Não deviam estar ajudando a eles!
Ela chutava e mordia com mais afã, até que o homem que a segurava deu um
grito e soltou-a por um momento – e ela se viu livre, e Pantalaimon lançou-se sobre ela
como um raio. Ela o apertou contra o peito, e ele enfiou as garras de gato-do-mato na
carne dela, e a dor era agradável.
–Nunca! Nunca! Nunca! – ela gritou, e encostou-se à parede para defendê-lo até a
morte de ambos.
Mas eles caíram sobre ela novamente, três homens grandes e brutais, e ela era
apenas uma criança apavorada; eles lhe arrancaram Pantalaimon, jogaram-na num lado
da gaiola de tela e levaram o daemon, ainda lutando, para o outro lado. Havia uma
barreira de tela entre eles, mas ele ainda fazia parte dela, ainda estavam unidos. Por
mais um segundo, ele ainda era a alma dela.
Então, acima dos grunhidos dos homens e do próprio choro, Lyra ouviu um som
de zumbido e viu um dos homens (com o nariz sangrando) mexendo nos botões de um
painel. Os outros dois ergueram os olhos, e ela seguiu o olhar deles. A grande lâmina
prateada erguia-se lentamente, refletindo o brilho da luz.
O último instante de vida completa ia ser o pior de todos.
– Que é que está acontecendo aqui? – perguntou uma voz leve e musical.
A voz dela. Tudo ficou imóvel.
– Que é que vocês estão fazendo? E quem é esta criança...

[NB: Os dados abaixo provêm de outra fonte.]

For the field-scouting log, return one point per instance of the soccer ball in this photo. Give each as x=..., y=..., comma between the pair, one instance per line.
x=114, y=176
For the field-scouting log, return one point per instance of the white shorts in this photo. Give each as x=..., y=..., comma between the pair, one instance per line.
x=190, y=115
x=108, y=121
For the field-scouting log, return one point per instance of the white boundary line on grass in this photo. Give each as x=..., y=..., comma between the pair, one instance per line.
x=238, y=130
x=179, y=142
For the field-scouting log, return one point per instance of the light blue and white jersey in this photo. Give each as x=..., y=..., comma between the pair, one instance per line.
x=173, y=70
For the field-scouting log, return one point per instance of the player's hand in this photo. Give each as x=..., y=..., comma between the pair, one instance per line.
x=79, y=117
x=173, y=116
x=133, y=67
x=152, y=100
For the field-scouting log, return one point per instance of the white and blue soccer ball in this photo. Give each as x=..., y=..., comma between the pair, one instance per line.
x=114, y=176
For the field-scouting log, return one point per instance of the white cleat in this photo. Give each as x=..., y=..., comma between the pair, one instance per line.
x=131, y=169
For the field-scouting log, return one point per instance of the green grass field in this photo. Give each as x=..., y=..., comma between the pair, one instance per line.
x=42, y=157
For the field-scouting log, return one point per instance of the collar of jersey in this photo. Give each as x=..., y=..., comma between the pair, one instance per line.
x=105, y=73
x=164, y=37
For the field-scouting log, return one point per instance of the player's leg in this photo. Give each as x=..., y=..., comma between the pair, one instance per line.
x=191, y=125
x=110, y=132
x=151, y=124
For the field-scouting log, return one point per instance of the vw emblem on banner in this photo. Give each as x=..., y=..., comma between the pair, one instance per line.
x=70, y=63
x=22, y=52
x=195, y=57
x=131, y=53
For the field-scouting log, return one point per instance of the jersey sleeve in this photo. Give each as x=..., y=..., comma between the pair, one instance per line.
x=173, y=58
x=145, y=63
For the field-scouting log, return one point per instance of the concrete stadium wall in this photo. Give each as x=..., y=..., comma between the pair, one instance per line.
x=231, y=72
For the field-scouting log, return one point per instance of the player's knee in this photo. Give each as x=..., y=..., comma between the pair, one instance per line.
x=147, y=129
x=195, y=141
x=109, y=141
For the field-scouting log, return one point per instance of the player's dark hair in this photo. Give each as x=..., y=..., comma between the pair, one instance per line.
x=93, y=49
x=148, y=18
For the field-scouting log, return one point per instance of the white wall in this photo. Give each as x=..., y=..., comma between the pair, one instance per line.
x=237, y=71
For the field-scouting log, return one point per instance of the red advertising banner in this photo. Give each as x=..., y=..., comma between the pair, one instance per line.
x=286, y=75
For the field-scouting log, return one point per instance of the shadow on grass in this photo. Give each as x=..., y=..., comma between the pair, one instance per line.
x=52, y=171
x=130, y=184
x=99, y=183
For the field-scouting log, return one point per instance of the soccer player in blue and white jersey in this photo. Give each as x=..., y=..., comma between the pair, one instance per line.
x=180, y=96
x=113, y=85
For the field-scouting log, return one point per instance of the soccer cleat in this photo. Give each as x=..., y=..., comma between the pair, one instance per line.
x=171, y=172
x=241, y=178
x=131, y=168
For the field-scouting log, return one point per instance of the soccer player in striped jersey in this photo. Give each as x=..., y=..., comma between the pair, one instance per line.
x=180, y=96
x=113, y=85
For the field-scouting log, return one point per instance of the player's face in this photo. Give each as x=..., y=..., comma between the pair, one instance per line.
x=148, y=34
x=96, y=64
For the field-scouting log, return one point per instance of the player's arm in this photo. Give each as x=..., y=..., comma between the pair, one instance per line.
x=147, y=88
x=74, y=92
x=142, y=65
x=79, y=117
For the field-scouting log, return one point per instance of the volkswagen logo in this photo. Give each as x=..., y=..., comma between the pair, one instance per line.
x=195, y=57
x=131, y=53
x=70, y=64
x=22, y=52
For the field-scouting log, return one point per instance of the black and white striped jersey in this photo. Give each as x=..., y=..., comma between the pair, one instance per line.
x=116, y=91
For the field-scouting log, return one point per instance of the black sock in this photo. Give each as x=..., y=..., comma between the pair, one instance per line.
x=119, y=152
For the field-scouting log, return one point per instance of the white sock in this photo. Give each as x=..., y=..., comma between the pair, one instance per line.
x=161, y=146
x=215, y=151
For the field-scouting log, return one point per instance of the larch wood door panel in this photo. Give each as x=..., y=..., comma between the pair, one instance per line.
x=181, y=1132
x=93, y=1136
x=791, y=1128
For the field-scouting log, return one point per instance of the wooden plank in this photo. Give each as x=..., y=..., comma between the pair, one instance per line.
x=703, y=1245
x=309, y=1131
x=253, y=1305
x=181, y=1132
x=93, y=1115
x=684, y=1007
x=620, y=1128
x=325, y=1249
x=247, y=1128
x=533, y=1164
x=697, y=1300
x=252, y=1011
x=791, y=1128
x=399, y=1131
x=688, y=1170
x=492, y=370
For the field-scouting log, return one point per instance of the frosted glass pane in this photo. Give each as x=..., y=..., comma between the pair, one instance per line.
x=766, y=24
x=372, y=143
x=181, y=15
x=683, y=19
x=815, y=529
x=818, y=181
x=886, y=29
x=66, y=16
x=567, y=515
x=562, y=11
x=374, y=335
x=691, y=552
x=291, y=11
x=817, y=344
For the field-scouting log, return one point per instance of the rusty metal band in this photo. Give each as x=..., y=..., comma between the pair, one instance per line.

Ela não completou a pergunta, pois nesse instante reconheceu Lyra. Através das
lágrimas, Lyra viu-a cambalear e agarrar-se a uma cadeira; o tão lindo e impassível
rosto ficou, por um instante, contorcido e aterrorizado.
– Lyra! – ela conseguiu dizer.
No mesmo instante, o macaco dourado afastou-se dela num salto e arrancou
Pantalaimon de dentro da gaiola de tela, ao mesmo tempo em que Lyra caía para fora
da outra gaiola.
Pantalaimon desvencilhou-se das patas solícitas do macaco e foi se aninhar nos
braços de Lyra.
– Nunca, nunca - ela sussurrou.
Ele apertou-se contra ela, e os dois assim ficaram, como náufragos
estremecendo numa costa desolada. Ela mal ouviu a Sra. Coulter falando com os
homens e sequer conseguiu interpretar o tom da voz da mulher. Então todos saíram
daquele aposento odioso, a Sra. Coulter amparando Lyra pelo corredor, entraram por
outra porta, um quarto de dormir, luz suave, perfume no ar.
A Sra. Coulter colocou-a delicadamente sobre a cama. O braço de Lyra apertava
tanto Pantalaimon que ela tremia com o esforço. Uma carinhosa mão acariciou-lhe a
testa.
– Minha querida criança – disse a voz doce. –Como foi que você veio parar aqui?